Yin Liang, Zhang Yun, Wei Xi, Shaibu Zakari, Xiang Lingling, Wu Ting, Zhang Qing, Qin Rong, Shan Xiuhong
Department of Breast Surgery, Jiangsu University Affiliated People's Hospital, Zhenjiang, China.
Zhenjiang Clinical Medical College of Nanjing Medical University, Zhenjiang, China.
Front Oncol. 2024 Aug 15;14:1385352. doi: 10.3389/fonc.2024.1385352. eCollection 2024.
This study aims to evaluate the utility of radiomic features from dynamic contrast-enhanced magnetic resonance imaging (DCE-MRI) in distinguishing HER2-low from HER2-zero breast cancer.
We retrospectively analyzed 118 MRI cases, including 78 HER2-low and 40 HER2-zero patients confirmed by immunohistochemistry or fluorescence hybridization. From each DCE-MRI case, 960 radiomic features were extracted. These features were screened and reduced using intraclass correlation coefficient, Mann-Whitney U test, and least absolute shrinkage to establish rad-scores. Logistic regression (LR) assessed the model's effectiveness in distinguishing HER2-low from HER2-zero. A clinicopathological MRI characteristic model was constructed using univariate and multivariate analysis, and a nomogram was developed combining rad-scores with significant MRI characteristics. Model performance was evaluated using the receiver operating characteristic (ROC) curve, and clinical benefit was assessed with decision curve analysis.

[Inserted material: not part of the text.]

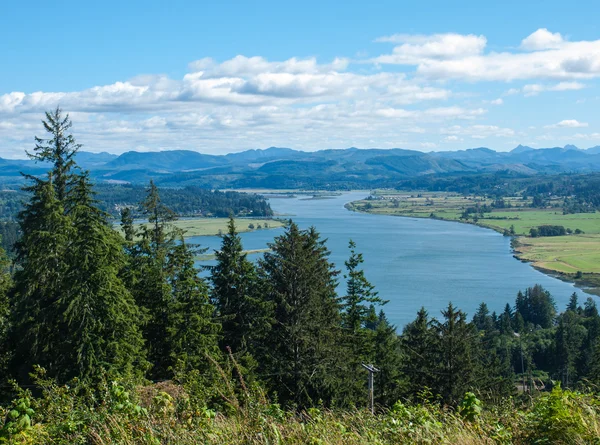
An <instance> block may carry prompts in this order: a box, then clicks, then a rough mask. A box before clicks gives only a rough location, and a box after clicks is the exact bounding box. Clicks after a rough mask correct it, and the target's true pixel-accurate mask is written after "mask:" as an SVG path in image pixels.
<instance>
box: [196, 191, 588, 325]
mask: <svg viewBox="0 0 600 445" xmlns="http://www.w3.org/2000/svg"><path fill="white" fill-rule="evenodd" d="M366 195H367V193H365V192H349V193H344V194H342V195H341V196H336V197H334V198H331V199H306V198H305V197H304V198H303V197H300V198H291V199H290V198H287V199H286V198H272V199H270V204H271V207H272V208H273V211H275V212H276V213H277V214H282V215H287V216H286V217H290V218H292V219H293V220H294V221H295V222H296V223H297V224H298V225H299V226H300V227H301V228H308V227H310V226H315V227H316V228H317V230H318V231H319V232H320V233H321V235H322V236H323V237H324V238H327V240H328V241H327V246H328V248H329V249H330V250H331V260H332V261H333V262H334V263H335V264H336V265H337V267H338V268H339V269H343V267H344V261H345V260H346V259H347V258H348V254H349V250H348V241H349V240H350V239H352V240H354V241H355V242H356V244H357V250H358V251H359V252H362V254H363V257H364V260H365V262H364V264H363V266H364V270H365V274H366V277H367V278H368V280H369V281H370V282H371V283H372V284H373V285H374V286H375V287H376V290H377V291H378V292H379V295H380V296H381V297H382V298H383V299H386V300H389V303H388V304H387V305H385V306H384V308H383V309H384V311H385V313H386V315H387V316H388V318H389V320H390V321H391V322H392V323H393V324H395V325H396V326H397V327H398V328H402V326H404V325H405V324H406V323H408V322H410V321H412V320H413V319H414V318H415V316H416V313H417V311H418V310H419V308H420V307H421V306H424V307H425V308H426V309H427V310H428V311H429V314H430V315H432V316H435V317H439V316H440V311H441V310H442V309H443V308H444V307H445V306H447V305H448V302H449V301H452V303H453V304H454V305H456V306H458V307H459V308H460V309H462V310H463V311H465V312H467V313H468V315H469V318H470V317H471V316H472V314H473V313H474V311H475V310H476V309H477V306H478V305H479V303H481V302H482V301H484V302H486V303H487V305H488V307H489V308H490V310H491V311H497V312H500V311H502V310H503V309H504V306H505V304H506V303H510V304H511V305H514V301H515V296H516V294H517V292H518V291H519V290H524V289H525V288H527V287H531V286H533V285H534V284H541V285H542V286H544V288H546V289H547V290H549V291H550V293H551V294H552V295H553V296H554V298H555V300H556V303H557V307H558V309H559V310H564V307H565V306H566V304H567V302H568V300H569V297H570V295H571V294H572V293H573V292H574V291H577V292H578V293H579V295H580V297H582V298H583V297H587V295H586V294H584V293H583V292H582V291H581V290H579V289H577V288H575V287H574V286H573V285H572V284H569V283H566V282H563V281H560V280H558V279H556V278H552V277H550V276H548V275H545V274H543V273H541V272H539V271H537V270H535V269H534V268H532V267H531V266H529V265H528V264H525V263H522V262H520V261H518V260H516V259H514V258H513V256H512V252H511V247H510V239H509V238H508V237H504V236H502V235H501V234H499V233H497V232H494V231H492V230H489V229H484V228H481V227H477V226H474V225H471V224H461V223H456V222H447V221H437V220H433V219H421V218H403V217H397V216H386V215H370V214H364V213H357V212H351V211H349V210H347V209H345V208H344V204H345V203H347V202H350V201H354V200H357V199H362V198H364V197H365V196H366ZM282 231H283V229H270V230H258V231H254V232H248V233H243V234H242V235H241V236H242V240H243V243H244V249H262V248H265V247H266V246H267V243H268V242H270V241H272V240H273V238H274V237H275V236H277V235H278V234H281V233H282ZM189 241H190V242H193V243H198V244H200V245H201V246H203V247H208V248H209V249H210V250H212V249H216V248H218V247H219V245H220V239H219V237H216V236H203V237H194V238H190V239H189ZM258 256H259V255H252V258H257V257H258ZM211 263H212V262H203V263H201V264H211ZM340 278H341V281H342V282H341V284H340V287H339V291H340V292H343V290H344V283H343V277H340Z"/></svg>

The radiomics model, clinical model, and nomogram successfully distinguished between HER2-low and HER2-zero. The radiomics model showed excellent performance, with area under the curve (AUC) values of 0.875 in the training set and 0.845 in the test set, outperforming the clinical model (AUC = 0.691 and 0.672, respectively). HER2 status correlated with increased rad-score and Time Intensity Curve (TIC). The nomogram outperformed both models, with AUC, sensitivity, and specificity values of 0.892, 79.6%, and 82.8% in the training set, and 0.886, 83.3%, and 90.9% in the test set.

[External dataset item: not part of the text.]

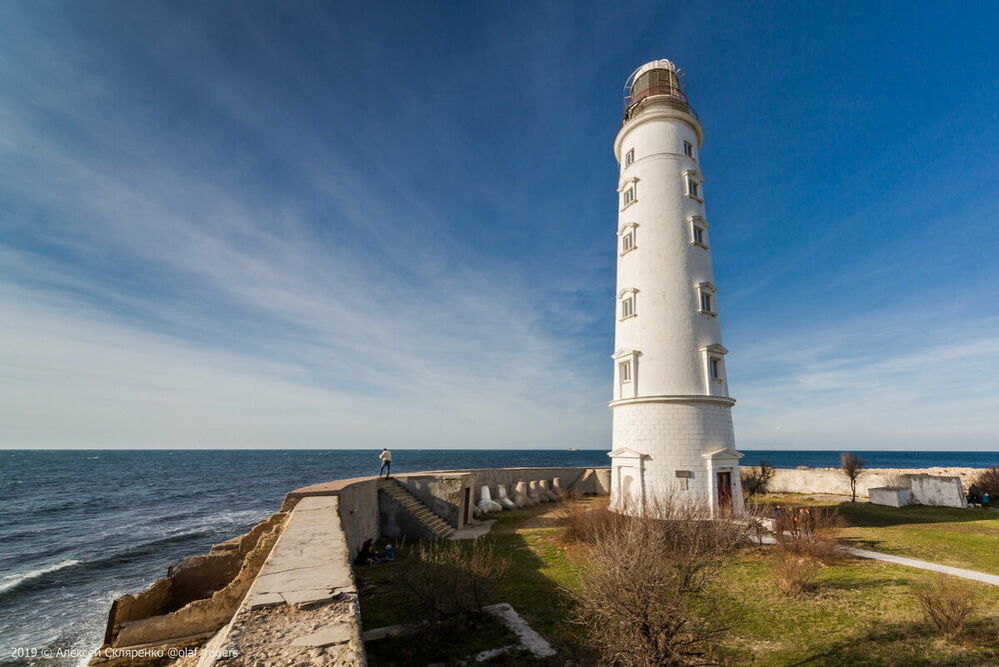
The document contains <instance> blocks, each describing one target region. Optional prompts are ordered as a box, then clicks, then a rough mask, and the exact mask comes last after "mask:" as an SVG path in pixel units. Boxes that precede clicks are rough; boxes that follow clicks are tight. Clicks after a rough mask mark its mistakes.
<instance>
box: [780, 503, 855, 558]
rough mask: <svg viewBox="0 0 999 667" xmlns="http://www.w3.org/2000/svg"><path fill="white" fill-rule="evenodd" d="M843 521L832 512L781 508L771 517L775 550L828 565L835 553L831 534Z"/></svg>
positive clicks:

The DCE-MRI-based nomogram shows promising potential in differentiating HER2-low from HER2-zero status in breast cancer patients.

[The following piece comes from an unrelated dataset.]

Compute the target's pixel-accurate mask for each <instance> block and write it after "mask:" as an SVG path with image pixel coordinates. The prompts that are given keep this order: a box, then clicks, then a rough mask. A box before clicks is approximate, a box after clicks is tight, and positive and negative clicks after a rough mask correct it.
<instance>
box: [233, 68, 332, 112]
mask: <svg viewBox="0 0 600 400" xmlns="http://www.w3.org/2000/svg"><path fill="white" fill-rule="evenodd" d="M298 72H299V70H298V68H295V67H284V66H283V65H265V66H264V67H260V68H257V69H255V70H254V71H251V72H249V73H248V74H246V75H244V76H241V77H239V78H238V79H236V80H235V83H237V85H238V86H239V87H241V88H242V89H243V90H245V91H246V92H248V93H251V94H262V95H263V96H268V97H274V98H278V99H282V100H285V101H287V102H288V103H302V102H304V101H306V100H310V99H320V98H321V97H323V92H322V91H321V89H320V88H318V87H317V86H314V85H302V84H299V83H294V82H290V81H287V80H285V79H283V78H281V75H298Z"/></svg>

本研究旨在评估动态对比增强磁共振成像(DCE-MRI)的影像组学特征在鉴别HER2低表达与HER2零表达乳腺癌中的应用价值。
我们回顾性分析了118例MRI病例,其中包括78例经免疫组织化学或荧光杂交确诊的HER2低表达患者和40例HER2零表达患者。从每个DCE-MRI病例中提取960个影像组学特征。使用组内相关系数、曼-惠特尼U检验和最小绝对收缩法对这些特征进行筛选和降维,以建立影像组学评分(rad-score)。逻辑回归(LR)评估该模型在鉴别HER2低表达与HER2零表达方面的有效性。通过单因素和多因素分析构建临床病理MRI特征模型,并开发了一个将影像组学评分与重要MRI特征相结合的列线图。使用受试者工作特征(ROC)曲线评估模型性能,并通过决策曲线分析评估临床获益。
影像组学模型、临床模型和列线图均成功鉴别了HER2低表达与HER2零表达。影像组学模型表现出色,训练集曲线下面积(AUC)值为0.875,测试集为0.845,优于临床模型(分别为AUC = 0.691和0.672)。HER2状态与影像组学评分增加及时间-强度曲线(TIC)相关。列线图的表现优于两个模型,训练集的AUC、敏感性和特异性值分别为0.892、79.6%和82.8%,测试集为0.886、83.3%和90.9%。
基于DCE-MRI的列线图在鉴别乳腺癌患者HER2低表达与HER2零表达状态方面显示出有前景的潜力。